I'm unsure if I can post such stuff so before I do and stupidly get banned, is it acceptable to speak about the type of things Stephanie and I have had during our 2-3 years of having sex? I again asked for her permission for me to do so and she said ok I'm more than entitled to do so


----------



## Mr.Married (Feb 21, 2018)

This place doesn't mind sex talk. I would be careful to not release personnel details like last names and stuff. Keep some personnel privacy


----------



## MaleGamer91 (Nov 18, 2019)

Mr.Married said:


> This place doesn't mind sex talk. I would be careful to not release personnel details like last names and stuff. Keep some personnel privacy


Oh no no I only mention myself and Stephanie and first names only, nothing that can identify myself or others but stuff like what happened what was being worn etc


----------



## Mr.Married (Feb 21, 2018)

MaleGamer91 said:


> Oh no no I only mention myself and Stephanie and first names only, nothing that can identify myself or others but stuff like what happened what was being worn etc


Yeah everyone talks about that stuff all the time here. Your good to go. 
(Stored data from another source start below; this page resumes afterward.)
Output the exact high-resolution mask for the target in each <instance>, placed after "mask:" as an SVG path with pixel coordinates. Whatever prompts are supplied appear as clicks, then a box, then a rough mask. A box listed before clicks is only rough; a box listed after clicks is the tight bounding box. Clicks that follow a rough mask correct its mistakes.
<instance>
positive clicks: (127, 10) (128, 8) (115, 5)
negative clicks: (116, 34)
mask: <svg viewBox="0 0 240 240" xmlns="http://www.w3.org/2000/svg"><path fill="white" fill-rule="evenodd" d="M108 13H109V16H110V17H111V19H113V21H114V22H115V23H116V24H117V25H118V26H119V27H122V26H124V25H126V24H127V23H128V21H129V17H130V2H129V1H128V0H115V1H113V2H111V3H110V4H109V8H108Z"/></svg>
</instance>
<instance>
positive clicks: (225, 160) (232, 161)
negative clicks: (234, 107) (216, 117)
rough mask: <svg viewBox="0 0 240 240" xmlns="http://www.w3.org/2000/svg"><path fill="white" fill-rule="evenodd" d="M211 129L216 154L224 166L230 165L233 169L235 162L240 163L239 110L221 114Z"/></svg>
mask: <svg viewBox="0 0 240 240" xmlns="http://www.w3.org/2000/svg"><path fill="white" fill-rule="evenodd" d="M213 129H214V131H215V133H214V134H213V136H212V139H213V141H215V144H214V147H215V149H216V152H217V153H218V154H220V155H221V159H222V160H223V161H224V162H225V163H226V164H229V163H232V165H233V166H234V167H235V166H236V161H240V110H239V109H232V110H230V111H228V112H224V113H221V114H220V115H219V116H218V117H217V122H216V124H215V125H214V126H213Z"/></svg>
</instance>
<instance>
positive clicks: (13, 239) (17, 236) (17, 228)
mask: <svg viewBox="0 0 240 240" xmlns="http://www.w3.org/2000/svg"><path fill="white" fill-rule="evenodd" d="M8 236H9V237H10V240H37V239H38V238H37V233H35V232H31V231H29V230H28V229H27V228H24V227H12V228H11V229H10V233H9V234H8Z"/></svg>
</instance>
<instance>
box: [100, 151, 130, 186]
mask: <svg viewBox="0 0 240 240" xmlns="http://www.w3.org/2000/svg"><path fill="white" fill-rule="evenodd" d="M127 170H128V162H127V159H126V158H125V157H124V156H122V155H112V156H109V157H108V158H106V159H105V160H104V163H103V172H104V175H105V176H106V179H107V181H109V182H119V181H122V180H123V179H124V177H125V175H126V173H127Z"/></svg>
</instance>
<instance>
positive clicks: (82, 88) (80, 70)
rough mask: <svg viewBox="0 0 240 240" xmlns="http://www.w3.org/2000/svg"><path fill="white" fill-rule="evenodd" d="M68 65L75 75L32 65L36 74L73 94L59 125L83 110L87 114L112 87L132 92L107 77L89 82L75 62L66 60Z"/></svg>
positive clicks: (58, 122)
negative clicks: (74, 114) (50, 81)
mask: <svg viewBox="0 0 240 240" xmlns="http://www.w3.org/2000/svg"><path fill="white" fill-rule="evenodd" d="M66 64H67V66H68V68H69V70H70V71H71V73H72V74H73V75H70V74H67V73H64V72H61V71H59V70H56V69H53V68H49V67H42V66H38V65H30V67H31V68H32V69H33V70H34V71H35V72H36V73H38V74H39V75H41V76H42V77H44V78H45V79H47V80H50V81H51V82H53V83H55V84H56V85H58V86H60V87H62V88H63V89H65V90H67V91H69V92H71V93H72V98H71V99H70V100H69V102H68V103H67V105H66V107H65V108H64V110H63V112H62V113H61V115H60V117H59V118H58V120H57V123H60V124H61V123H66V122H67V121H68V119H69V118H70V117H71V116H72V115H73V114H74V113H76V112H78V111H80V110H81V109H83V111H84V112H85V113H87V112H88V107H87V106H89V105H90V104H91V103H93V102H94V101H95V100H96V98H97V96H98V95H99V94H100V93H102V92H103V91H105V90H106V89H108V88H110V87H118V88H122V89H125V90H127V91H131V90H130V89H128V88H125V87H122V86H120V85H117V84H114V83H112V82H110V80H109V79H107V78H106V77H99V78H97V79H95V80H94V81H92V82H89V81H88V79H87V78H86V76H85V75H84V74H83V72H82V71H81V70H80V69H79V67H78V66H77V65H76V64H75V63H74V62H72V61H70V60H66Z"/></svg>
I've learned a few tips and tricks here myself.


----------



## MaleGamer91 (Nov 18, 2019)

Mr.Married said:


> MaleGamer91 said:
> 
> 
> > Oh no no I only mention myself and Stephanie and first names only, nothing that can identify myself or others but stuff like what happened what was being worn etc
> ...


Stephanie and I have had loads, I'm thankful that she is very very kind towards what I want to try and I do likewise, apart from the past month everything has been wonderful and when it comes to it I'm not shy to share ideas she doesn't close me down she discusses things and I do the same with her ideas and we're one of the few couples who frequently look to porn for ideas and we've done lots and so on


----------



## Mr.Married (Feb 21, 2018)

MaleGamer91 said:


> Stephanie and I have had loads, I'm thankful that she is very very kind towards what I want to try and I do likewise, apart from the past month everything has been wonderful and when it comes to it I'm not shy to share ideas she doesn't close me down she discusses things and I do the same with her ideas and we're one of the few couples who frequently look to porn for ideas and we've done lots and so on



The part about how you guys discuss these things is very important. It is a skill that many people do not have. In this aspect of your relationship, you two are lucky to have
found one another.


----------



## MaleGamer91 (Nov 18, 2019)

Mr.Married said:


> MaleGamer91 said:
> 
> 
> > Stephanie and I have had loads, I'm thankful that she is very very kind towards what I want to try and I do likewise, apart from the past month everything has been wonderful and when it comes to it I'm not shy to share ideas she doesn't close me down she discusses things and I do the same with her ideas and we're one of the few couples who frequently look to porn for ideas and we've done lots and so on
> ...


I'm very happy we discuss anything and everything, I'm protective in so many ways even when we first met in real life we connected really well and again I have a gem nothing annoys us or very little if anything but the past month has felt weird, but yeah I would be lost without her


----------